I'm a Scottish Baptist minister, an enthusiastic theological educator, a writer and reader, an Aberdeen Football supporter, and seconder of Louis Armstrong's affirmation 'What a Wonderful World'!
Interests: I'm an incurably omnivorous reader. Historical theology, biblical exegesis. theology and the arts, and spirituality are areas of research; but novels, poetry, philosophy and intellectual biography have their fascination too. When opportunity arises I cook, this blog is a quite large tip of my writing iceberg, I design and work tapestry, play with elementary haiku and fibonacci, have begun to enjoy photography and have a small list of places I really need to visit before I die!
Recent Activity
Thanks Angela. They take a while, and mostly don't have a detailed plan when I start them. Some grow organically, though the most recent was very geometric, a colour representation of Revelation 21 and the Holy City. Just started something very different, pastoral with more muted colours - we'll see!
Good to hear from you again Dave, and thank you for your comment. I hope you're doing OK and keeping well. My own prayer and spirituality is often helped by that which is visual, tactile, tangible - times too when contemplative silence before a text, or intentional reflection on that which is mystery, and when adoration is preferred to interrogation, and wonder displaces analysis.
Thanks Tom, for your comment and your thoughts. I confess I don't read Merton's words as implying God 'can' be captured. And I suspect he would quickly correct such an interpretation. Throughout his writings he is careful to avoid language which seems to control, capture, comprehend or reduce God to human cognitive capacity. Hence his long insistence on contemplative prayer, deep personal encounter with God, and a humble acceptance that we kneel before mystery. I fully understand your caution about all such efforts or claims to "fully know God." We stand under Niagara holding a bucket - or even a thimble!
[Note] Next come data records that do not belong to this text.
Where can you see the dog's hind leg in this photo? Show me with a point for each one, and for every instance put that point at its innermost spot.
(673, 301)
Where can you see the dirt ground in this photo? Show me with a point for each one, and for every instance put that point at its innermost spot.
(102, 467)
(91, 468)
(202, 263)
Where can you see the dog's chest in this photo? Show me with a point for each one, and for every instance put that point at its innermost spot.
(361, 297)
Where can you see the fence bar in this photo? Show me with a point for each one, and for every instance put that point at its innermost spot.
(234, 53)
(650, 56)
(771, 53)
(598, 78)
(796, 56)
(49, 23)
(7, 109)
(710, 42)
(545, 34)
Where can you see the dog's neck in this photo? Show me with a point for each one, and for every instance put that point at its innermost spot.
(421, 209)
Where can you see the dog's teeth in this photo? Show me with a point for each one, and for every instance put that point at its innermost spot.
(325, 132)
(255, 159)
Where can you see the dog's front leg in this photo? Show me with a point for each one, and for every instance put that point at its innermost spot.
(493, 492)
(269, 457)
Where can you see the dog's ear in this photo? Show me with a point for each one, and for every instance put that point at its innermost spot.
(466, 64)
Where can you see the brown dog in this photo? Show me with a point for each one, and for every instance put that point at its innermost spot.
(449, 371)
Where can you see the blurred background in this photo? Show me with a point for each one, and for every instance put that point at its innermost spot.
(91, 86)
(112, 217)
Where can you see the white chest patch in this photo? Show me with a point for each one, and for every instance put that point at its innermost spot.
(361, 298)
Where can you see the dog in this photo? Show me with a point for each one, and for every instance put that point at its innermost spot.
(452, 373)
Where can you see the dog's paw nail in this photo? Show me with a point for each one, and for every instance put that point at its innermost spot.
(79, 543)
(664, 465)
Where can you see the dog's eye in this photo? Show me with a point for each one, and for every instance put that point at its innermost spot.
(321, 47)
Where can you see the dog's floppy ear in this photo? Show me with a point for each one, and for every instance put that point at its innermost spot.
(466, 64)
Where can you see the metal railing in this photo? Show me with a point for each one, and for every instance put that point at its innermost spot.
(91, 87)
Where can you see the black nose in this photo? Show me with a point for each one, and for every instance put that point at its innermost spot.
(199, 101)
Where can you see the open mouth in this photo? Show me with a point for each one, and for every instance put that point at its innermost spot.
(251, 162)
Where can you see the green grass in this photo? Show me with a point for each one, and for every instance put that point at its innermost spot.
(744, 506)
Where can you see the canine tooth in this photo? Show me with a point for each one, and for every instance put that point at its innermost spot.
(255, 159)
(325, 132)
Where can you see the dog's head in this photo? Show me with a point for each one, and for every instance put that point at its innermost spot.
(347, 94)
Toggle Commented Jun 26, 2021 on Browsing for Words to Help.... at Living Wittily
Hello Robert - I don't read Psalm 1 as an avoidance of sinners, but a refusal to do as sinners do, or think as sinners think. The righteous adheres to the value of Torah in the Psalms, not the standards and values of those who despise God, scoff holiness, or make a habit of mocking what is good, true or just. Jesus' presence with sinners was both an expression of love for them as people and a transformative encounter aimed at changing precisely those patterns of behaviour. I don't see a contradiction, but rather a contrast of two ways of life, and the clear indication of which is the way of holiness, and the way of discipleship. To actively seek the company of sinners as Jesus certainly did, was an act of love aiming at repentance, that is a changing precisely of lifestyle, values and primary loyalties.
Hello Dave - good to hear from you again. Your points are all worth a ponder, but then the whole nexus of questions and experiences of prayer are worth a ponder! What I found intriguing in the Julian quote, and indeed in her overall approach to prayer, is her assumption that since God is love, first and last and foremost, God cherishes the words of those he loves, especially when spoken to God. That isnt a thought Ive come across in Evangelical thinking - the more Reformed would think such a thought sentimental and lacking seriousness about Gods otherness and sovereignty. The prayers stored up I read as God storing them, filing them away as important documents of the soul. I guess God can be trusted to file away only those that are worth keeping! Hope youre keeping well Dave - maybe this year we will be able to roam and mix again, even if at first with caveats..... Shalom, Jim
Hello Anthony - Thank you for your comment on the review of Lohmeyer. Edwards explains fully the reasons for Lohmeyer's execution, only clarified with the release of state documents following the collapse of the Eastern Bloc. Lohmeyer resisted the demands of the new communist power that University appointments and course content be controlled by the state. This was an attack on intellectual freedom and on the ability of universities to speak freely - one of the key components of the Nazi machine, and as it turned out, of the Communist regimes. Lohmeyer had just been appointed President of the University of Greifswald which was within the Russian zone in 1945/6., and subsequently in East Germany. Ultimately he was executed as an enemy of the State, one who resisted the goals of the Government and therefore was a threat to the 'will of the people'. The book is well worth reading Anthony - it is a story that resonates with the political times and tides today.